The uncertainty surrounding the relationship between the NAFTA and WTO Agreement may reflect the dynamic political tensions faced by the NAFTA negotiators, tensions that continue to influence the formation and implementation of policy in the NAFTA Parties. On one side, the NAFTA was and is portrayed by its proponents as a means of accelerating integration on the North American continent in a way that is consistent with the political and social interests of a variety of disparate groups, including the business community, labor unions and environmentalists. The NAFTA is politically justified by its attention to interests that are more difficult to address at the WTO multilateral level. If the results of NAFTA negotiations are placed beneath WTO Agreement norms, then in theory this attention to regionally-specific interests might be jeopardized by the superiority of more generalized WTO norms. There are, therefore, political and social motivations for advocating priority for the NAFTA. On the other side, NAFTA negotiators were and remain well aware of concerns among GATT-WTO Members about efforts by particular countries and regions to gain advantages by extending regional preferences. NAFTA negotiators would be hesitant to make a clear statement of regional legal preference that might galvanize opposition to the agreement, or that might jeopardize future multilateral negotiations.
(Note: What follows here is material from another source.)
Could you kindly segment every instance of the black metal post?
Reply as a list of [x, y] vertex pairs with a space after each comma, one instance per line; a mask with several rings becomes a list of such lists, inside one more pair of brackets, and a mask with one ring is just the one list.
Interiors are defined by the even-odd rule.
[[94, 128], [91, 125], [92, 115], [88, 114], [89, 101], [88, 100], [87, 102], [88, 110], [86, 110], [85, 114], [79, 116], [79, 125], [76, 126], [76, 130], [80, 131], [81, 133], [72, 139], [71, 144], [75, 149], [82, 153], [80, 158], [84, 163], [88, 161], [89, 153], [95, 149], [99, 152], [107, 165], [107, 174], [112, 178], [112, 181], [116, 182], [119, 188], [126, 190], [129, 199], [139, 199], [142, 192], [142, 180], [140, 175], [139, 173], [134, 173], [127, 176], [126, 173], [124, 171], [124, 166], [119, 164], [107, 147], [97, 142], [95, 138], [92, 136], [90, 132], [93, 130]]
NAFTA negotiators may well have maintained a preference for multilateralism among themselves, yet nevertheless have been reluctant to clearly express such preference in the NAFTA because this might be found objectionable by interest groups within the region whose support was required to assure successful conclusion of the agreement. Though the NAFTA-WTO hierarchy of norms is uncertain, and while such uncertainty is bound to lead to or exacerbate future NAFTA disputes, the political and social forces that impelled the initial state of ambiguity have not dissipated. While interests in political stability and economic efficiency might be enhanced through the clarification of this matter by the NAFTA Parties through the adoption of a clarifying amendment or an inter-governmental understanding, the Parties may be in no more favorable position to agree on such a clarification in the year 2000 than they were in 1993.